Saturday, May 12, 2018

You Cad

STEVEN D NICOLL


This is who you are so proud to be married to?   It's too bad you have sunk so low.   12 year olds do graffiti.  
 Your mother and father cring if they are allowed to see your idiocy. 
And you wonder why no one wants you at the ranch. Everything happening to you is self caused.
When you're ready to change give me a call.  Just quit being so immature.
So I get this email from my brother.  The subject matter in bold letters and an exclamation mark after it is Grow Up.
So the mature thing to do is to contact the spouse or in this case the wife instead of the one you believe wrote this?  I always believed you faced the one who you feel has wronged you. Or does he truly believes I have wronged him by loving a man he hates.  I am the one in the wrong?

This is how it has been my whole life.  He has always tried to shame me.  Convince  me that no one likes me. That it is all my fault and if I will just change or submit to his ways he will fix it for me.
That is five things narcissistic people do.  There is quite a long list I have discovered.  

"Everything happening to you is self caused".  So explain to me why the day my mother passed I get a call from him and this is what he said "Your wish came true, your mother is dead".  What did I do to cause a callous call like that? I had her in my home and tended to her for her last three months. I was away only a few hours when she passed.  I didn't take her away from them.  I told them Tom and I would love to have her, but was told no. She was then dropped off after they decided they couldn't have her in their houses.

Explain this one.  When I asked about all of four of us children sitting down and going through our parents things I was told that they had already went through the paperwork and their personal belongings, that they would give me a change to go through other things of my parents at Patti's house an hour before the grand kids come to pick out what they want.
I was robbed of the closure I had hoped for. To sit one last time, experience and touch what they felt was important enough to hang on to it.

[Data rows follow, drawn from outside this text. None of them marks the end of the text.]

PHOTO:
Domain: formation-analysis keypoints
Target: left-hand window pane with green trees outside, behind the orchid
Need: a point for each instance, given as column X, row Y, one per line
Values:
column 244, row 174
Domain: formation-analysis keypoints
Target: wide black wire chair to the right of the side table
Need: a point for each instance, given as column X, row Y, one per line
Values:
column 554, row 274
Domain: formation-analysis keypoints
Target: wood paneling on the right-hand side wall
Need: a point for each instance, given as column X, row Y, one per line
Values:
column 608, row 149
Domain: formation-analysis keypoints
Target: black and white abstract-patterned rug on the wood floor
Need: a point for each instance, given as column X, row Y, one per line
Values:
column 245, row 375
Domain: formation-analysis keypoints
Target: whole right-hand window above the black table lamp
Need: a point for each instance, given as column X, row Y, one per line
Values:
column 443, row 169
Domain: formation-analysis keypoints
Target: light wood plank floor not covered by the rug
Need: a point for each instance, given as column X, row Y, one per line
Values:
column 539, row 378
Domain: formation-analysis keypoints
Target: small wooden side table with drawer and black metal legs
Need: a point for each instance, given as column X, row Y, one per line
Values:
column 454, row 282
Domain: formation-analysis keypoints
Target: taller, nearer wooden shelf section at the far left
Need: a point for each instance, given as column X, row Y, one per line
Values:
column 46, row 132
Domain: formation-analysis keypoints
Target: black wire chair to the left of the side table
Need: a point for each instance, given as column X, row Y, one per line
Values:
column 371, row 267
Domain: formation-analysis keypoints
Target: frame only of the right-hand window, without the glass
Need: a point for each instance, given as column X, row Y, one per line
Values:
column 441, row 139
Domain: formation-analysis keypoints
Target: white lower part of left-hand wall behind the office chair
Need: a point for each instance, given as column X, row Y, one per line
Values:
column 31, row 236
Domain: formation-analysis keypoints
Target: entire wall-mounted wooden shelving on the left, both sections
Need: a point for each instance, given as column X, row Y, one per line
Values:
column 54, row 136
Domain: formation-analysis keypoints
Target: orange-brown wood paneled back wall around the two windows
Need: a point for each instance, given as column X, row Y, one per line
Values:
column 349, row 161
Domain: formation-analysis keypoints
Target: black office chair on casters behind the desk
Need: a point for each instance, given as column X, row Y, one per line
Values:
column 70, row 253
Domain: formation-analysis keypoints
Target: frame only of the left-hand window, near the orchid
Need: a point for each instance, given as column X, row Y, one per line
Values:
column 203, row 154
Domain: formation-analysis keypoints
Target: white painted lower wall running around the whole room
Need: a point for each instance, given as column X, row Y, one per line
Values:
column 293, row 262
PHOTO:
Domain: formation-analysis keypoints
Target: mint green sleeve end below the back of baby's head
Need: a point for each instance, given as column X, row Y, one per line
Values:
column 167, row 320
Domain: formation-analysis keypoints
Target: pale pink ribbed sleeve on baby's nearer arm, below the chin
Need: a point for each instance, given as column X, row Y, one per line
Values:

Or this one.  I've told this one before of how we voted on how many heifers to keep back at Cody's suggestion.  I felt it was too many.  I agreed but stated if money got tight we could sell a few.  A short time passed and was berated  by Don on why I kept so many if I was only planning to sell them. I did not sell them. I had no plans. Just wanted an option and an agreement. 

How about the time Chris told me to go get my fathers rifles because they were given to my boys and Patti was trying to give them away.  Then I was accused of stealing them and Chris said he couldn't collaborate my story until I started to be nice.  I was not mean.  I was just not obedient to their commands. 

There are so many examples of my self caused consequences.  If you don't lock step behind them, you will be rode rough shod over.  And there is no one to blame but your self.

I don't understand if everything happening to me is self caused, by what law or act of nature can cause your siblings to fraudulently take your inheritance away.  Even if I was to yell at them every time we passed each other, or even maim or harm them, that does not give the other party the right to use fraudulent means against them.  Fraud is fraud, it has a motive and the motive is self justification, not justified.

His line in the email about my parents, I don't know if he meant crying or cringing but to state "if they are allowed",  I have two questions, has he lost faith that those who have passed on don't watch what we do to each other?  Wait to help us?  Or has he convinced himself they don't so he can put distance between him, his acts, and his parents taking notice.

I don't understand how a person can spend so much energy tearing down the spouse of another in the eyes of the one who is married to them. Why that same energy is't used to find some good in someone that is now part of your family.  I have been told before that I could come back to the ranch but Tom needs to wait three years and they would revisit the matter.  I have been told to divorce him also. They will not speak to Tom.  They just keep after me.  I have begged for a mediator.  I truly have nothing in my conduct that is dishonest or malicious toward them.  There will always be misunderstandings, but to not allow a third party to sit in, is fear.

The other day I looked up the word Cad as I bounced around watering my cattle.  That is my time when I really get to relax and think.  I remember it being used in old movies and such.  Most sites agreed  on this meaning: a man who behaves dishonorable, especially toward women. Some had a bit more to say.
I decided that name works perfect for my situation, Cody Anthony Don Steve.  These have been pure cads toward me.

The old adage of birds of a feather flock together is very true when it comes to narcissist.  They really do get along.  Even prefer each other over us nonconformist. 

I think one of the saddest things that has come out of all this isn't that I have to fight to retain my inheritance, that is a given with the history of all the previous generations.  The saddest is how my Uncle Cap and my Uncle John's families to win this fraud engrossed range war have left out all the other children or grandchildren in their families so only Cody and Don inherit the deeded land and grazing rights.  
It is a tangled mess that our lawyers are having to undo but some how Steve looks on paper that he too owns my dads whole seventh. 

If it walks like fraud and sounds like fraud believe me it shits like fraud.